Running the risk of becoming a less agile marketer
Marketing automation software company Squiz’s global marketing director, Robin Marchant, believes not aligning the budget with the overall company direction and vision means trouble for marketers.
CMOs will fall into the trap of focusing on building a plan that is not going in the same direction as the company, Marchant says, as well as risk falling foul of appearing to have a lack of budget or not being as agile as they should be.
“It’s because you’re funding the wrong thing to drive the company in a slightly different direction,” he said. “That’s where I think a lot of marketers - and a lot of organisations - have that disjointed approach when it comes to marketing budget and business management,” Marchant says.
Marketers should consider what they actually want to achieve in the first place, and determine what success really looks like over the overall planning cycle – with the quarterly, yearly and the 3-5 year extended forecast and budgeting plans, he added.
“I think the key is to be agile when you look at all the planning and budgeting – especially when you look at the marketing condition now – it is very fast moving and technology is certainly impacting that approach.
“Ultimately, you need to focus on the goals of the business - what you’re trying to achieve within the marketing arena, making sure you have a flexible and agile approach and that your marketing mix remains relevant ... not a cost centre, but a results department.”
Focus on what marketing brings to the company
Sitecore’s Scott Anderson stresses that marketers should recognise the value that they deliver to a company, whether you are building a brand, driving demand, enabling the field or some other functional goal – and remember that none of these happen in isolation.
“If your goal is brand building, go find the competitive set, run a brand tracking survey and then demonstrate how you’ve moved the needle over time,” he explained. “Better yet, determine how the brand equity you are creating converts into top-line growth. “
A lot of marketers still work in a vacuum, Anderson adds. While great creative garners attention and a lot of clicks indicates momentum, neither tie resourcing to the business outcomes that matter to the executives in charge of budget allocation.
Rakuten Marketing’s managing director, Anthony Capano, agrees. He says marketing should always be viewed as a whole, and not through individual channels.
“It’s easy to fall into a trap when budgets are segmented by channels and don’t focus on the entire customer journey,” Capano says.
One of the best ways to assess marketing budgets, according to Capano, is to take a holistic view, looking at marketing channels through the impact they have on the overall consumer experience.
“Marketers need to look critically at which campaigns are actually driving traffic and impacting consumers. Using an attribution model is a great way to do this as it helps marketers get an accurate understanding of what is driving consumer engagement, converting sales, and where budget should be prioritised and shifted.

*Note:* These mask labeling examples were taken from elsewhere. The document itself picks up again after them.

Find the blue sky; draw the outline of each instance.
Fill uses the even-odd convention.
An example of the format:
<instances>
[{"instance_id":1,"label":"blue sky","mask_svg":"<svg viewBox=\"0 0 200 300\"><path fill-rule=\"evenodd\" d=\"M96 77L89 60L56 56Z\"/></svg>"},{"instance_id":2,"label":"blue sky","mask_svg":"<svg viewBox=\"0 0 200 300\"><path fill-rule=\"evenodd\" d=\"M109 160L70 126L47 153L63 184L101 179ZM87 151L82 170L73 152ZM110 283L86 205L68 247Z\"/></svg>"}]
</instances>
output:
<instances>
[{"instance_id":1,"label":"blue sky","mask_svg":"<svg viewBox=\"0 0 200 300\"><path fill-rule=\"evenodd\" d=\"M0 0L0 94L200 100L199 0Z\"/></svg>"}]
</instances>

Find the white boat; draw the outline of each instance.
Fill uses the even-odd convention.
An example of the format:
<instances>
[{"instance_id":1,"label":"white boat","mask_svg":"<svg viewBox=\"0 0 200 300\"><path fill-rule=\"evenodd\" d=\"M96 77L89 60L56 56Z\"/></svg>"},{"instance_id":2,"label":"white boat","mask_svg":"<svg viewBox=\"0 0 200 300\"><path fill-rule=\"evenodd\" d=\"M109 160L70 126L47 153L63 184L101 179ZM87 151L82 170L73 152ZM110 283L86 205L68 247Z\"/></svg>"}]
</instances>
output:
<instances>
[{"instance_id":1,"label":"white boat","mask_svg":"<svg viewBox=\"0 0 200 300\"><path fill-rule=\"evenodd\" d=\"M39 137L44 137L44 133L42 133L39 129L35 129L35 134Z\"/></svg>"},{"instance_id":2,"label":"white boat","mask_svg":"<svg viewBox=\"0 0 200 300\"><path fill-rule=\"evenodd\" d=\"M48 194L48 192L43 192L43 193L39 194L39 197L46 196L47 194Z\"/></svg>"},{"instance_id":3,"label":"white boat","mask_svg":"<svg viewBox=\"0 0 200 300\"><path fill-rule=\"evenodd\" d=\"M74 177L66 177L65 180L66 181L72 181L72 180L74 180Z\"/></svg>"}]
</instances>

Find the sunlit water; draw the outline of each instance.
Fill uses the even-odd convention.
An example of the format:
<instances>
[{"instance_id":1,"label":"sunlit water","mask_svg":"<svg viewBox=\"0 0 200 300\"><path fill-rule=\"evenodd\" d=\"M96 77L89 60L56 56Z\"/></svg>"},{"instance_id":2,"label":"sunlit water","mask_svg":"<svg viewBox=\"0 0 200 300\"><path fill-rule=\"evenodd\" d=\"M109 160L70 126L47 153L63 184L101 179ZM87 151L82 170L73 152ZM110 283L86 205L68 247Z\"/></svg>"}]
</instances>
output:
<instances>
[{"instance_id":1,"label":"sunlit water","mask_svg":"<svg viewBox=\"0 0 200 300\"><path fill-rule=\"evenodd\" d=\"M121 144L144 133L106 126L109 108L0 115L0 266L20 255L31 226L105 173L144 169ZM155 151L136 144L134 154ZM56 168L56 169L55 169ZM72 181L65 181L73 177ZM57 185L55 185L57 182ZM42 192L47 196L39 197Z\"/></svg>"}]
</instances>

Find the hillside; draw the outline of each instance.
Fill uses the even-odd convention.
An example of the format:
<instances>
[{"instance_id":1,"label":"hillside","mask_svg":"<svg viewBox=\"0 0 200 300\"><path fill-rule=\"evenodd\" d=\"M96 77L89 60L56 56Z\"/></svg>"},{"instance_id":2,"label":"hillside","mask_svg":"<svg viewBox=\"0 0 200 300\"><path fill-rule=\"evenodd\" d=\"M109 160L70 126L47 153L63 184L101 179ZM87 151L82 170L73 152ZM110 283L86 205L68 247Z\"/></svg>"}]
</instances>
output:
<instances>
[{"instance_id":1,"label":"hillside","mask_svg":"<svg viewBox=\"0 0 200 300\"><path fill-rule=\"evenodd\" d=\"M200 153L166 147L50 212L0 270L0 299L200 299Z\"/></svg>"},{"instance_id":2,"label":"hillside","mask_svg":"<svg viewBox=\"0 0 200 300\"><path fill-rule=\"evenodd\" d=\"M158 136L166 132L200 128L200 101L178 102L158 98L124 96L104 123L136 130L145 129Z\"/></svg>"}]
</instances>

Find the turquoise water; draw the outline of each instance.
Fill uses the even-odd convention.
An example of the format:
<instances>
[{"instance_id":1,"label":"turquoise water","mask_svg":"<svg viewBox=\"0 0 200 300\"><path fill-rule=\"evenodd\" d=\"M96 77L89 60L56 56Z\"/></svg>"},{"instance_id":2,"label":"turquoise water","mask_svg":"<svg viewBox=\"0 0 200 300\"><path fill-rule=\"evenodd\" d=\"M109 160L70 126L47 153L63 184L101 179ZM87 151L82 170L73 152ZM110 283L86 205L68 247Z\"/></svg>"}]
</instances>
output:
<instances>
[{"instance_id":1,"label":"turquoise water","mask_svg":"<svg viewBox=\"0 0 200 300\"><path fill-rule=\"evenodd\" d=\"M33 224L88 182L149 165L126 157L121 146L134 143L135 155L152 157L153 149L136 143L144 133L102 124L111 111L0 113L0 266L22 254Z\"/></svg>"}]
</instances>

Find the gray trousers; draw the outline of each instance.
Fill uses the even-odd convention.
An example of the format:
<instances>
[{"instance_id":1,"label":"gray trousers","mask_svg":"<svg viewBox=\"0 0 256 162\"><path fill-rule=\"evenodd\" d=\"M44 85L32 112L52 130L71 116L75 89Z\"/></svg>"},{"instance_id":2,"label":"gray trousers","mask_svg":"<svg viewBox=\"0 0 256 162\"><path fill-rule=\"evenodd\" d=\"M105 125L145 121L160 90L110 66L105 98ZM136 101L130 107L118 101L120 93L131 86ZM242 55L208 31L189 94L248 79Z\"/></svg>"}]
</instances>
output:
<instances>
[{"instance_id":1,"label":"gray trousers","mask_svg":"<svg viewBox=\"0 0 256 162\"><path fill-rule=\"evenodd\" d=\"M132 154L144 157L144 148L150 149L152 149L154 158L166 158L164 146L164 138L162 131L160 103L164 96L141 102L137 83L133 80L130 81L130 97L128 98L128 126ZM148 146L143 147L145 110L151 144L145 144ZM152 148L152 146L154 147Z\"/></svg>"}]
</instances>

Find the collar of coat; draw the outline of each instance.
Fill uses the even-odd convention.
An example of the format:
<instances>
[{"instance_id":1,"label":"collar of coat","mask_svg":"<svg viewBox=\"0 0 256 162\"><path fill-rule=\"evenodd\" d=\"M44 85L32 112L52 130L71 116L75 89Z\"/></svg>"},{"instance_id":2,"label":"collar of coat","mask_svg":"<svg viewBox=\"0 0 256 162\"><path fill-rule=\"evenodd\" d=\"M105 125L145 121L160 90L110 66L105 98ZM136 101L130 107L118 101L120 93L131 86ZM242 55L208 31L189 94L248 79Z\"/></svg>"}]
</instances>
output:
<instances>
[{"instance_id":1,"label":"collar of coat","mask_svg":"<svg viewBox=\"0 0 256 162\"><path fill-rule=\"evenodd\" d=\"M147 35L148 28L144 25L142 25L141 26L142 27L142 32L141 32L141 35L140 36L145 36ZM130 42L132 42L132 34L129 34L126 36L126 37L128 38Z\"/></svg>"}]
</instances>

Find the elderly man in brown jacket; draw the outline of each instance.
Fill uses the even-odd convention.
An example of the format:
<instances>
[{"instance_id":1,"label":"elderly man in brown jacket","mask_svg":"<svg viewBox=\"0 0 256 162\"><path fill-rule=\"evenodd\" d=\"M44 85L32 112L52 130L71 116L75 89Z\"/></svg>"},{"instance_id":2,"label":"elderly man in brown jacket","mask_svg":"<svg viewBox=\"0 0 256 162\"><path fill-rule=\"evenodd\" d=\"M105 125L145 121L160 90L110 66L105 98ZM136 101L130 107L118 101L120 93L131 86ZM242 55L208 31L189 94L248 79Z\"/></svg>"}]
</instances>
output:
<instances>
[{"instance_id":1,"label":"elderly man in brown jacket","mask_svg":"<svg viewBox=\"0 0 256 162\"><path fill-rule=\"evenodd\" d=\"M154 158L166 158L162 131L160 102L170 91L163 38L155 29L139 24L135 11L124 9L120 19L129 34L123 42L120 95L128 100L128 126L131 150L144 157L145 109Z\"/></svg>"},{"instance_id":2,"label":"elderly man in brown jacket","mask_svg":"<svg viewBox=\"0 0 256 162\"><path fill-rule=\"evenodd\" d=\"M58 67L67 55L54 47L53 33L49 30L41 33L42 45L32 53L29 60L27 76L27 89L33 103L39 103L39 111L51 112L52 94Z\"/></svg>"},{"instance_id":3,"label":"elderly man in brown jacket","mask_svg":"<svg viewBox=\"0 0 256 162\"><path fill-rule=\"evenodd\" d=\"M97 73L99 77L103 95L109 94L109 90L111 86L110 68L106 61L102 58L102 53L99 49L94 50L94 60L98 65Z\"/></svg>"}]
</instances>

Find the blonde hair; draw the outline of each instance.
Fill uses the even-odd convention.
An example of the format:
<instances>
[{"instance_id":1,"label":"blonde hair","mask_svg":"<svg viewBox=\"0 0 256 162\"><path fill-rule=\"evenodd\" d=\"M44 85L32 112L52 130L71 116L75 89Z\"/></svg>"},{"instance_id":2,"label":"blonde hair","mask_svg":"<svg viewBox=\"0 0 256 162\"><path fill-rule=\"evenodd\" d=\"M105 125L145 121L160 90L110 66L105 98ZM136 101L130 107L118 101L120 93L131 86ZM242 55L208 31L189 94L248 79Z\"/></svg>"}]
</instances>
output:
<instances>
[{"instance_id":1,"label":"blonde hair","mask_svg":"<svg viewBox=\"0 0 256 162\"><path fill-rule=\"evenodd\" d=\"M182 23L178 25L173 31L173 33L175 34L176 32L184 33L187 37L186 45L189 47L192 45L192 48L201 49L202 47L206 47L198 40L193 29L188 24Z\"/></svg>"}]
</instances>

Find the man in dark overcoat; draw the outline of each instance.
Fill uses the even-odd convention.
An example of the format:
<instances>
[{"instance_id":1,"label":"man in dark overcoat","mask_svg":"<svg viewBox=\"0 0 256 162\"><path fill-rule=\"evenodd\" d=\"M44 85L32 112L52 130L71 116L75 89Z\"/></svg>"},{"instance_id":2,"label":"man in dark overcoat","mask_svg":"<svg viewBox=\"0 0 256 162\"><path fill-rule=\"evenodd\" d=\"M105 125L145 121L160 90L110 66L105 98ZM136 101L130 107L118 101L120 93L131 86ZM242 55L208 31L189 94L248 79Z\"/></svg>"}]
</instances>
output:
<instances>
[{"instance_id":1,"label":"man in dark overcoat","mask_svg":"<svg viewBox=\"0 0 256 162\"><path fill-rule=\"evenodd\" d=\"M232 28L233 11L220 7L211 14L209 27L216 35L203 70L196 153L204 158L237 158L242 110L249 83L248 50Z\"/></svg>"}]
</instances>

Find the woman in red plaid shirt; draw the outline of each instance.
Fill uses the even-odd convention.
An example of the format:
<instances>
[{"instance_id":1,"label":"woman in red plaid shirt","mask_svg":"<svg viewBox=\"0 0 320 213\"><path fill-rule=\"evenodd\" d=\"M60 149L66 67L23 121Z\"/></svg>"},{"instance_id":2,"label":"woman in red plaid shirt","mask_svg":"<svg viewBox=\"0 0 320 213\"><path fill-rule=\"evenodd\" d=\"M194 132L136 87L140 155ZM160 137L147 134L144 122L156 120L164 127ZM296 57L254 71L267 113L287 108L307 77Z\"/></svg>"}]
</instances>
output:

"This aids in optimising budget, and provides greater flexibility to marketers managing campaigns across multiple channels,” says Capano.
Top tips to align marketing spend with business goals
In order to better align the marketing spend with business goals, Anderson recommends the following steps:
- Interview all relevant business stakeholders
- Aggregate their asks of marketing into a consolidated set of tangible metrics
- Tie your budget to those metrics, and report back to your stakeholders at least once per quarter to demonstrate accountability.
“And when shifts and changes happen, if you are aligned with the key stakeholders and your budget ties to the outcomes you’ve agreed on with them, you can have a much better conversation about budget allocation levels,” he says.